If the following symptoms worsen, parents should get professional advice as soon as possible.

  • Bedwetting
  • Mood swings, aggressiveness, crying frequently, increased clinginess, throwing temper tantrums
  • Trouble/complaints about headache, stomach pain
  • Consistently having negative thought patterns and worrying about small things.
  • Changes in appetite 
  • Unable to concentrate
  • Fear of the dark, being distant from home or interacting with other children of the same age.

How To Prevent Anxiety?

It's not clearly understood why some children evolve anxiety or depression. Numerous factors may play a role, including biology and character. However, some kids are better likely to develop anxiety or depression when they experience stress or trauma, are bullied or abandoned by other children, or when their parents have anxiety or depression.

Although these elements increase the chance of anxiety or depression, there are methods to reduce kids' chances of encountering them. Learn regarding public healthiness approaches to prevent these risks:

What Are The Treatment Options?

Cognitive Behavioural Therapy (CBT) is used for children with mild to moderate Anxiety symptoms. Experts recommend CBT and medication for severe Anxiety symptoms. This therapy may be helpful as it will teach different techniques to the children. It will be essential for them now and in the future.

Talk Therapy 

Cognitive behavioral therapy (CBT) and counseling are effective talk therapies for anxiety in children. This therapy helps children to understand how fear works. If a severe Anxiety issue is not treated on time, it may worsen as time passes. The child will sometimes avoid Anxiety symptoms, but eventually, they will understand that it will be only helpful in reducing anxiety temporarily. 

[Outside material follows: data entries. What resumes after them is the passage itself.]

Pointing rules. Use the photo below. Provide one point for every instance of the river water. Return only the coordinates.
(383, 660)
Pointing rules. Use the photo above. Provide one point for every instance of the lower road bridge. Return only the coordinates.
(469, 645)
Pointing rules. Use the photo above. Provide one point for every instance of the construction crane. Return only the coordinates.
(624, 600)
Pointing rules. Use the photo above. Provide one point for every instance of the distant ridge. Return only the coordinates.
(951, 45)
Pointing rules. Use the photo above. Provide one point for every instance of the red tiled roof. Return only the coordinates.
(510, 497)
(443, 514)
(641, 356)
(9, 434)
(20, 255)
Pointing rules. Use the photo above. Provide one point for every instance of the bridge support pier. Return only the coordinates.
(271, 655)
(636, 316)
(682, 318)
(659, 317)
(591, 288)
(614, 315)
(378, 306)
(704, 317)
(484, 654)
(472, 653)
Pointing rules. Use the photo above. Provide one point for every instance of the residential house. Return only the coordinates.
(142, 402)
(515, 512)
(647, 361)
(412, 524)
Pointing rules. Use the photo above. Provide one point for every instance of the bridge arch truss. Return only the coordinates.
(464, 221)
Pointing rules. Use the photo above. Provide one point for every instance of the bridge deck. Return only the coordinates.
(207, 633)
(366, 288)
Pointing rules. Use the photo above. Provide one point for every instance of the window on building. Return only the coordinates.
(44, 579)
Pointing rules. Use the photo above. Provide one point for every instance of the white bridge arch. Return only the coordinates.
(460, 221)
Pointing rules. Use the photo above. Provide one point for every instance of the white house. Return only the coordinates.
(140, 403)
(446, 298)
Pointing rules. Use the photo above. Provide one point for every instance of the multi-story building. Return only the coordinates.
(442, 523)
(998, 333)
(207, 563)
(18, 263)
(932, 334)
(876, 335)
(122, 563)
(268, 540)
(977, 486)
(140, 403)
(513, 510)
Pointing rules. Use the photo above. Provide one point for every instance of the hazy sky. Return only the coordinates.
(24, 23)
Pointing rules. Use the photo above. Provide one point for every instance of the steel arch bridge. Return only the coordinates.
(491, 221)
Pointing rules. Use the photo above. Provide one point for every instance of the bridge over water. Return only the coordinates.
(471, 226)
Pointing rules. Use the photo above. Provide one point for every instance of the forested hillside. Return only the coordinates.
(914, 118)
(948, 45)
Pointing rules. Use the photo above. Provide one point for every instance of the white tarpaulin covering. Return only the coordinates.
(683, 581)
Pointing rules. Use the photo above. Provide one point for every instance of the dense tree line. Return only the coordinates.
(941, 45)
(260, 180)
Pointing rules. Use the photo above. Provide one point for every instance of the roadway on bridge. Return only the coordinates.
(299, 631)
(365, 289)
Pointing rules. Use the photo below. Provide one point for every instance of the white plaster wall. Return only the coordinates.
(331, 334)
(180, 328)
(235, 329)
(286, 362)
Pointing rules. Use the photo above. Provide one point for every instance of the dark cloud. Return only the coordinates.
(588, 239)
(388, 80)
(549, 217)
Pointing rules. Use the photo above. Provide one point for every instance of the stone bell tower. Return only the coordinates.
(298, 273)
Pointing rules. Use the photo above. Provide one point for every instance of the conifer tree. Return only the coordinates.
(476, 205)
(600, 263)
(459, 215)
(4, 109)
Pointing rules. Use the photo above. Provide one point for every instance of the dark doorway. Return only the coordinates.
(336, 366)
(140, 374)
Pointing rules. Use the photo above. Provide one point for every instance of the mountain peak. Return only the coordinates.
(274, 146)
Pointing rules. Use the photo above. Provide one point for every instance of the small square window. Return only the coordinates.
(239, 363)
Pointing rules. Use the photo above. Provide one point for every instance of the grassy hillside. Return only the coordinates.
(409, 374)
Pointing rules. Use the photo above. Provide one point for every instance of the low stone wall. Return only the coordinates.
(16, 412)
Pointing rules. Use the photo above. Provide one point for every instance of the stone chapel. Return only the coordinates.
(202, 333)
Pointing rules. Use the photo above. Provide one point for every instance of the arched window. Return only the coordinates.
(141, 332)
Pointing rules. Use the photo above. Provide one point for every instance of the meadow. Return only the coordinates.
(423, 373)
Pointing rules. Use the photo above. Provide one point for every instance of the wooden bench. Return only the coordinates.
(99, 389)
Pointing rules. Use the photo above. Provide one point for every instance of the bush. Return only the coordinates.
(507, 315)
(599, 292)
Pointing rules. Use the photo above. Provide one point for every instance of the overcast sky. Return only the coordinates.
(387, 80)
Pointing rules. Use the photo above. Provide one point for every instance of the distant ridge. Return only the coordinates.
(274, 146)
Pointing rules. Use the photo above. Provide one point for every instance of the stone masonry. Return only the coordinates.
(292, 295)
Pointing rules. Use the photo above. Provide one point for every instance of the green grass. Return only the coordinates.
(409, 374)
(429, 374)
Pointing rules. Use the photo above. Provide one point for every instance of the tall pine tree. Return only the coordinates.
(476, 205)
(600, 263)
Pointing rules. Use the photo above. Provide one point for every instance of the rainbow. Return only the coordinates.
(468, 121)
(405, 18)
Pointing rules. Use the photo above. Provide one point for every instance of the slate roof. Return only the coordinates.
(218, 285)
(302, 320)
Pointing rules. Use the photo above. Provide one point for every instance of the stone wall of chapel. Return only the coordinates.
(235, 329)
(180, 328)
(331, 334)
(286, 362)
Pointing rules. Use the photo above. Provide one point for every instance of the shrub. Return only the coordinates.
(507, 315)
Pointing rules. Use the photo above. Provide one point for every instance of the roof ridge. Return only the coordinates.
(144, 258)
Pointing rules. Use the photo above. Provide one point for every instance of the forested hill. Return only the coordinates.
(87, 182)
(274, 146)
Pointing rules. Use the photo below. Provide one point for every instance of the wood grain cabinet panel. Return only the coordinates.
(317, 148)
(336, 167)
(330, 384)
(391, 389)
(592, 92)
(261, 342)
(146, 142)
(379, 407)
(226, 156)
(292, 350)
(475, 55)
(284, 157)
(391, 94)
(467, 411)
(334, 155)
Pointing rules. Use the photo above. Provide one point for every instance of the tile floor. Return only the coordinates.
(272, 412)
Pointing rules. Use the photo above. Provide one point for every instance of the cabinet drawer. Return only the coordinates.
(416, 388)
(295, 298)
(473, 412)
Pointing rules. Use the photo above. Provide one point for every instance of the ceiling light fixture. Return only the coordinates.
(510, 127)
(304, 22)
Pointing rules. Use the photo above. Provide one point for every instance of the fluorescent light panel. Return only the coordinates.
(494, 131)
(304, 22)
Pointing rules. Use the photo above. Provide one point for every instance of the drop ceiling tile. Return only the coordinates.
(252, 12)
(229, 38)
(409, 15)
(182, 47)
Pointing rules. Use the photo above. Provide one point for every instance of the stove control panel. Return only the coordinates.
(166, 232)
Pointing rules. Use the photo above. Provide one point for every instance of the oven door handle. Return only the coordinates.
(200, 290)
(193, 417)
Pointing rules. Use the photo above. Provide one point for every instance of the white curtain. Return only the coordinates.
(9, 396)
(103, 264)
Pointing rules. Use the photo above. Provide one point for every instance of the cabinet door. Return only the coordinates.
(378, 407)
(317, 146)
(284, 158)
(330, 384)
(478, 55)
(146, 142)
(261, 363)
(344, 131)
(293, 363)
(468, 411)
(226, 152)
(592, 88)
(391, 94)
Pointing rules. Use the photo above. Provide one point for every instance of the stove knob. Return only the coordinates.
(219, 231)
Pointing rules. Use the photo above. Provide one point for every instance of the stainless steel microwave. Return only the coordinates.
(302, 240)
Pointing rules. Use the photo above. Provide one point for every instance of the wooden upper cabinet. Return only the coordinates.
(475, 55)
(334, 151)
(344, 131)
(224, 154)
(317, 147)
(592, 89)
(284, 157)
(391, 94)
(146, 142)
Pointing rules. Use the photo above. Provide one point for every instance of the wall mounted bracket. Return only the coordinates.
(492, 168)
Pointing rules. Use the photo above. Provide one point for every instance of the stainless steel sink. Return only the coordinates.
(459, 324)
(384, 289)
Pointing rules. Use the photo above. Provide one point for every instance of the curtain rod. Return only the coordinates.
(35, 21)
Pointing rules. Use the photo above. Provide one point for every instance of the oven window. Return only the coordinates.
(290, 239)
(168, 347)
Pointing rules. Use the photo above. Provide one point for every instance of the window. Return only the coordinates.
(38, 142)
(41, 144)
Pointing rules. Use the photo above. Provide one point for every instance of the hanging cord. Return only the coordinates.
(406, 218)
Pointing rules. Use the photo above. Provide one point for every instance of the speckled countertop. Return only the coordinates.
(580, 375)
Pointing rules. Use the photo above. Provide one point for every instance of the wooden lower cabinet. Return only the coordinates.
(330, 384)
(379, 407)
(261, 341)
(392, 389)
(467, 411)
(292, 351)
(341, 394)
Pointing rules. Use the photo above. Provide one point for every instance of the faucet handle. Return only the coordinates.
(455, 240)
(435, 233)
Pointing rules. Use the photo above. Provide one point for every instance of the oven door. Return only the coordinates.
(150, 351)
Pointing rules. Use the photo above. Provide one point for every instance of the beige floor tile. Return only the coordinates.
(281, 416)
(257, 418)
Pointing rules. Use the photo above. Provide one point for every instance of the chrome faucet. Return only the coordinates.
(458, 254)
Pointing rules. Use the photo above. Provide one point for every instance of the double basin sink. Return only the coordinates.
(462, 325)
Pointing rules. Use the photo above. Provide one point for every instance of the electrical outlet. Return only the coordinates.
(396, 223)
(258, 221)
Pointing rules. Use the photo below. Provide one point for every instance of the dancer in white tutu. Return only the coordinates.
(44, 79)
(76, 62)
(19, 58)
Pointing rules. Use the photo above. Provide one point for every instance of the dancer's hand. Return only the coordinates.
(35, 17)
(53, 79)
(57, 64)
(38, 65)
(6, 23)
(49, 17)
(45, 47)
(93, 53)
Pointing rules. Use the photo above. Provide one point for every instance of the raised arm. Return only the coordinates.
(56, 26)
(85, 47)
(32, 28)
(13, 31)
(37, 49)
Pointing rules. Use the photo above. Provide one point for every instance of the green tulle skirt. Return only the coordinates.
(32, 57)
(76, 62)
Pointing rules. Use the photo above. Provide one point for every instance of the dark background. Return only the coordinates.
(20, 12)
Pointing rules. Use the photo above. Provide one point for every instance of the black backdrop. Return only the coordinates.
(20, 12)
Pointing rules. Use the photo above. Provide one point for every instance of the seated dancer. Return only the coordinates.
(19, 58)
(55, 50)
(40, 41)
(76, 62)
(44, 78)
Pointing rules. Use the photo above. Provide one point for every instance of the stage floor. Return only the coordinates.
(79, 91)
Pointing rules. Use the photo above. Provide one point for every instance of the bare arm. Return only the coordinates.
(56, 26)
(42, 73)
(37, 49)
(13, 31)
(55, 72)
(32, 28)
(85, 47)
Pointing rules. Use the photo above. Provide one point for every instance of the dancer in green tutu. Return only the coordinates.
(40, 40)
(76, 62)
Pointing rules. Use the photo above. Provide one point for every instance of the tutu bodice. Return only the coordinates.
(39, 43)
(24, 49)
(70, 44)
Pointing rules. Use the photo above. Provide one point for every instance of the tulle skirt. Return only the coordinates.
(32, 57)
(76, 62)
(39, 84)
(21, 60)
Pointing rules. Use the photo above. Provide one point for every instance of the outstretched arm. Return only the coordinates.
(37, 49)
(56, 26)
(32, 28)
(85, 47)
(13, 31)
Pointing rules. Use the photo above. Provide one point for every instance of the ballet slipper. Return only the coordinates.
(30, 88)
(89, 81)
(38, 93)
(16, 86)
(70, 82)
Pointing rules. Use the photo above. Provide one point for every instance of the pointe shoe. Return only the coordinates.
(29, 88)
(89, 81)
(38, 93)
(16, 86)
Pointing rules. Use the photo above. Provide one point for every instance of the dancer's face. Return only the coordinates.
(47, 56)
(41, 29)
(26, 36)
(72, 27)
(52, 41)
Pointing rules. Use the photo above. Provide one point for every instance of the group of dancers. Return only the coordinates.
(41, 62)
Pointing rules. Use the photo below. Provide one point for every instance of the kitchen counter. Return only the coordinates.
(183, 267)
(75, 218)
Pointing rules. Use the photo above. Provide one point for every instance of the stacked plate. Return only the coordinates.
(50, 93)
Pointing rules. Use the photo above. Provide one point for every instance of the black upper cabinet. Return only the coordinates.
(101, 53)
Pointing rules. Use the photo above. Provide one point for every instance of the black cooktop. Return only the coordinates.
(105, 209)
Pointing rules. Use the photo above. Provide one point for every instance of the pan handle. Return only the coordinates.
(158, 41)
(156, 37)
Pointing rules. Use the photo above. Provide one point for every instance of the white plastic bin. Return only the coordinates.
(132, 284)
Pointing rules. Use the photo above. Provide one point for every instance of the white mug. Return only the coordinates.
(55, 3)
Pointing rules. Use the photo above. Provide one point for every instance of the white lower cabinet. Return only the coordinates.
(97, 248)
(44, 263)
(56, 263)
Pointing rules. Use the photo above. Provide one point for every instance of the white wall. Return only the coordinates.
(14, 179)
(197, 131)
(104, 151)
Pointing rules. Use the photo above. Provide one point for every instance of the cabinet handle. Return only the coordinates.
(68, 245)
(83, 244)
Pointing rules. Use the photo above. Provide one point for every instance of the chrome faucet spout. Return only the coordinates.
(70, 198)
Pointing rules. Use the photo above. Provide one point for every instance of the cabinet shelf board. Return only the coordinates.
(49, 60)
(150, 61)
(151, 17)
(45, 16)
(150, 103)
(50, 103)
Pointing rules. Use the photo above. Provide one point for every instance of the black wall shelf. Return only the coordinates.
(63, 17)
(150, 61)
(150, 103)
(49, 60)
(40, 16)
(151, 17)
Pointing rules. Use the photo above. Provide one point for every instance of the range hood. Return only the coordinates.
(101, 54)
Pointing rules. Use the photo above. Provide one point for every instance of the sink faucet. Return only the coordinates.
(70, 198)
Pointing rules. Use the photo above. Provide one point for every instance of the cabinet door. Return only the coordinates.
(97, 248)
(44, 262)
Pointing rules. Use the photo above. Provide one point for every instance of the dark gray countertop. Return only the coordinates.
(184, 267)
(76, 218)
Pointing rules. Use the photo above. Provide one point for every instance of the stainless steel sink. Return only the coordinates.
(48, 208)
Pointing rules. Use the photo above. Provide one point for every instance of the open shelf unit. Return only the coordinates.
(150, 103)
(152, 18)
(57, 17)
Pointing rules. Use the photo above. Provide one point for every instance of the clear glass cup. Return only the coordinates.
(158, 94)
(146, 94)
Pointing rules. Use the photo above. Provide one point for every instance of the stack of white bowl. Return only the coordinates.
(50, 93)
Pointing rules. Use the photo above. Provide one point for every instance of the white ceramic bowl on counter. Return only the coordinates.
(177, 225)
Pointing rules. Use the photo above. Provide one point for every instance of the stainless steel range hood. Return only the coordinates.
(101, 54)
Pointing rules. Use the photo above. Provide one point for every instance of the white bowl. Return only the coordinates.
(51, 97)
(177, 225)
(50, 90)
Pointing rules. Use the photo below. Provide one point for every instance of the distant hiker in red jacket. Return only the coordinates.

The CBT therapist will teach the children to unlearn this "avoidant behavior." They will also help the child to identify the triggers and thoughts that cause fear and worry so it would be easy for them to overcome their fear.

Exposure Therapy 

Exposure therapy differs from traditional talk therapy used for childhood Anxiety. In this therapy, the patient and the therapist explore the root causes of anxiety. This therapy works best in changing the behavior to eliminate the fear. It is an acceptable form of therapy to treat different kinds of Anxieties, including separation anxiety, phobias, obsessive-compulsive disorder (OCD), and Social Anxiety.

Intensive Treatment

In intensive treatment, the therapist will take sessions that may last several hours, several days a week, and for 3-6 weeks. Evidence suggests that progress may get faster if a timetable is made in advance, especially when parents are part of the treatment. When intensive therapy is performed, you can briefly get a whole course of treatment and get the children in control of their lives. 


Children who are struggling with anxiety are used prescribed anxiety medication or therapy. This therapy usually helps children to cope with stress. Antidepressant medications are common treatments for anxiety. (SSRIs) is used to treat one of the options for childhood Anxiety.

They work by increasing the chemical serotonin levels in the brain, increasing happiness and well-being, and reducing anxiety symptoms.

Doctors recommend benzodiazepines for a child with severe anxiety. They may become addictive and must be prescribed on a short-term basis.

Bottom Line From Practical Anxiety Solution

Parents must visit the doctor or a therapist if they show symptoms like changed appetite, mood swings, bedwetting, and other symptoms mentioned above. In severe cases, children with anxiety may require psychological treatment and medications.

You can help your children at home by making them recognize the signs of anxiety, including physical symptoms, by following regular routines whenever possible, and by practicing taking three deep, slow breaths with the child. Techniques like this can help your child to deal with anxiety.